Designing Blast Resistant Buildings for Oil, Gas, & Petrochemical Plants

Introduction:

This blast-resistant building design for oil, gas, and petrochemical plants training will concentrate on dynamic material strength, the phenomenon of blast load, and the design of concrete and steel structures to withstand the blast load.

Innovative materials, such as Carbon Fiber Reinforced Polymer (CFRP), that will be utilized to shield the structure from the blast load, will also be discussed along with dynamic analysis approaches. The freshly updated ASCE publication on the Design of Blast-Resistant Buildings in Petrochemical Facilities extensively informs the content of this civil and construction engineering course.

The blast-resistant building design for oil, gas, and petrochemical plants course will elucidate the design management process for industrial projects, including an exposition of the total load affecting structure building in oil and gas facilities. Various established learning methodologies will be employed to enhance the retention and comprehension of the knowledge imparted.

This course on blast-resistant building design for oil, gas, and petrochemical plants addresses the critical need to design infrastructure capable of withstanding the extreme conditions in these facilities. Emphasizing the importance of blast-resistant building design, we will explore various approaches, including the use of blast-resistant modular buildings, to ensure the resilience and safety of these structures.

This course on blast-resistant building design for oil, gas, and petrochemical plants will cover the following topics:

• Concrete and steel structure design principles for optimal structure system determination.
• Reaction and properties of materials when subjected to blast forces.
• CFRP design principles utilized for blast damage mitigation.
• Integrity management system techniques account for primary aspects of design, construction, and maintenance to economically maintain the structure over its lifetime.

Targeted Groups:

• Construction Civil Engineers.
• Construction Structural Engineers.
• Junior and Senior Structural Engineers.
• Project Engineers.
• Engineering Managers.

Targeted Competencies:

Participants competencies in this training on blast-resistant building design for oil, gas, and petrochemical plants will:

• Cost-effective techniques for constructing blast protection structures.
• Enhancement of structure behavior with cutting-edge technology and its real-world application.
• Minimizing the cost of structure failure through innovative building design.
• Ensuring investment protection through resilient blast load-bearing buildings.

Course Objectives:

Participants in this course on blast-resistant building design for oil, gas, and petrochemical plants will:

• Familiar with problems, solutions, and failures caused by the petrochemical industry's concrete structures.
• Insights into the standards and methods for designing blast-resistant buildings.
• In-depth understanding of dynamic analysis fundamentals.
• Core skills in applying engineering methodologies for blast load estimations and dynamic structural reactions.
• Overview of design techniques for common building materials (steel, concrete, masonry), structural systems (shear walls, frames), and non-structural components (doors, windows).

Course Content:

Unit 1: Design Codes and Load Conditions:

• Role of Design Management Process in Industrial Projects.
• Setting Load Conditions for Industrial Structures.
• Concrete design using BS and ACI Codes.

Unit 2: Blast Load Dynamics:

• Blast Load Origins and Calculations.
• Effects of Blast Loads on Structures.
• Time vs.

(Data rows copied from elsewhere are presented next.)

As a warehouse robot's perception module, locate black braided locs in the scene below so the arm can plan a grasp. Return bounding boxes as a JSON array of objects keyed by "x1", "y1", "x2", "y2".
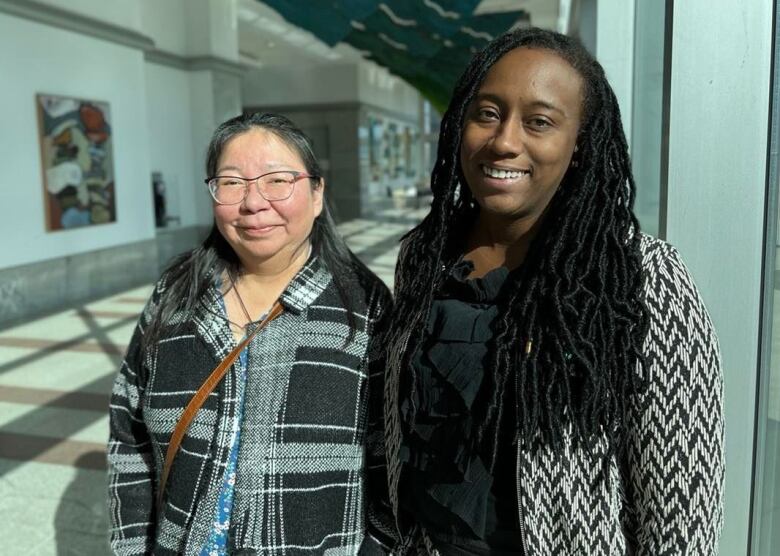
[{"x1": 389, "y1": 29, "x2": 649, "y2": 465}]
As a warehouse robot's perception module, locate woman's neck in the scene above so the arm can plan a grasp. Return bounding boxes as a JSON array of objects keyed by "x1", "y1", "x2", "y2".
[
  {"x1": 223, "y1": 242, "x2": 311, "y2": 339},
  {"x1": 464, "y1": 213, "x2": 542, "y2": 278}
]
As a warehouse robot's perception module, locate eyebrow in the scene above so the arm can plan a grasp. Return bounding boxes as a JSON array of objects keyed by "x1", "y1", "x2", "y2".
[
  {"x1": 217, "y1": 162, "x2": 288, "y2": 174},
  {"x1": 475, "y1": 93, "x2": 566, "y2": 116}
]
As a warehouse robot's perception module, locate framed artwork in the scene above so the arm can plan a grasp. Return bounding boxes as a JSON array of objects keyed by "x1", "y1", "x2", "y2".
[{"x1": 35, "y1": 94, "x2": 116, "y2": 231}]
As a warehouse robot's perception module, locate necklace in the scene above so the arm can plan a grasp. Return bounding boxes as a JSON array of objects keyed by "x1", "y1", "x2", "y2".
[{"x1": 230, "y1": 278, "x2": 257, "y2": 332}]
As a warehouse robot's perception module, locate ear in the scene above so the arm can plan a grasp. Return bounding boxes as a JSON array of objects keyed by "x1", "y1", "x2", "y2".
[{"x1": 311, "y1": 178, "x2": 325, "y2": 218}]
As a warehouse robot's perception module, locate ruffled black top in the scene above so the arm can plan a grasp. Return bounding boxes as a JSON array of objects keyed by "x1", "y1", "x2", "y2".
[{"x1": 400, "y1": 261, "x2": 522, "y2": 555}]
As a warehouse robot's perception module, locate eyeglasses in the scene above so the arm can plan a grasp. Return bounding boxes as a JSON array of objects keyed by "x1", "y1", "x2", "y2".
[{"x1": 205, "y1": 170, "x2": 319, "y2": 205}]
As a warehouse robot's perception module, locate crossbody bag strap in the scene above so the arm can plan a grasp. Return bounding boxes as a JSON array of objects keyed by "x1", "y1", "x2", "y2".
[{"x1": 157, "y1": 301, "x2": 284, "y2": 513}]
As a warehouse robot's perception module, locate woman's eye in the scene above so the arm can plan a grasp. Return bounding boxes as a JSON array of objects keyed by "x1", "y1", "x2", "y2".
[
  {"x1": 477, "y1": 108, "x2": 498, "y2": 120},
  {"x1": 528, "y1": 118, "x2": 551, "y2": 129}
]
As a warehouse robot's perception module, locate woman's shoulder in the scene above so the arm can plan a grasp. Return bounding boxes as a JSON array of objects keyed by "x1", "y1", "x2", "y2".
[
  {"x1": 639, "y1": 233, "x2": 700, "y2": 299},
  {"x1": 639, "y1": 234, "x2": 717, "y2": 350}
]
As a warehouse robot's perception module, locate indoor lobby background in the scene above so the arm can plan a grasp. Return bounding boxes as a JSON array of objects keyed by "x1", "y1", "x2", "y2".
[{"x1": 0, "y1": 0, "x2": 780, "y2": 556}]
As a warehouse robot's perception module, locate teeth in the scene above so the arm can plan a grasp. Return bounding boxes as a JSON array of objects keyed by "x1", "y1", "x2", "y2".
[{"x1": 482, "y1": 165, "x2": 528, "y2": 180}]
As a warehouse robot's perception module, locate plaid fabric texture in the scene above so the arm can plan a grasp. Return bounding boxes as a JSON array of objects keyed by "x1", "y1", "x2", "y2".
[{"x1": 108, "y1": 257, "x2": 390, "y2": 555}]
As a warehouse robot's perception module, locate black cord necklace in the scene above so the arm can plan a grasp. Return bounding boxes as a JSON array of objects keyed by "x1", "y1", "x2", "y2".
[{"x1": 228, "y1": 278, "x2": 262, "y2": 333}]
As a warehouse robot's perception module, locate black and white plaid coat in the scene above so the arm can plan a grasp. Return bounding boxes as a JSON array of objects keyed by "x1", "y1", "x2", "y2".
[
  {"x1": 368, "y1": 235, "x2": 724, "y2": 556},
  {"x1": 108, "y1": 257, "x2": 389, "y2": 555}
]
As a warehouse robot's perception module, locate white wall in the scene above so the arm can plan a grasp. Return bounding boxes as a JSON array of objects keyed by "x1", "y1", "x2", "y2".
[
  {"x1": 358, "y1": 62, "x2": 420, "y2": 118},
  {"x1": 146, "y1": 63, "x2": 201, "y2": 226},
  {"x1": 35, "y1": 0, "x2": 143, "y2": 32},
  {"x1": 241, "y1": 57, "x2": 420, "y2": 122},
  {"x1": 141, "y1": 0, "x2": 191, "y2": 56},
  {"x1": 0, "y1": 10, "x2": 154, "y2": 268},
  {"x1": 241, "y1": 64, "x2": 358, "y2": 107}
]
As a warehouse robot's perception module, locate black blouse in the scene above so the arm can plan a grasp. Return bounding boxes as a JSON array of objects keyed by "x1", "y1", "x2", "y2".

Pressure Combination of Characteristic Load and Joints Under Blast Load Ductility and Blast Load Response.
• Detailing for Blast-Resistant Construction.
• Impact of the Fragment, Positive/ Negative Phase Duration.
• Damages and the behavior of structural members envisioned progressive collapse.

Unit 3: Material Behavior under Blast Load:

• Dynamic Strength of Materials and Structure Types.
• Deformation Limits.
• Dynamic Increase Factors.
• Deformation of Elastic, Elasto-Plastic, and Plastic under Blast Loads.
• Evaluation of the Existing Structure's Inspection and Maintenance Plan.

Unit 4: Case Study Workshop:

• Dynamic Analysis Method and Design Process.
• Connection Details for Modern Structural Requirements.
• Workshops for Updating Existing Building Design for Concrete and Steel Structures.

Unit 5: Blast Resistance with CFRP:

• Inspection and Monitoring Techniques.
• Construction Principles and Design for CFRP Usage.
• Advanced Materials for Protective Measures.
• Control Room Design Precautions and Blast Resistance Specifications.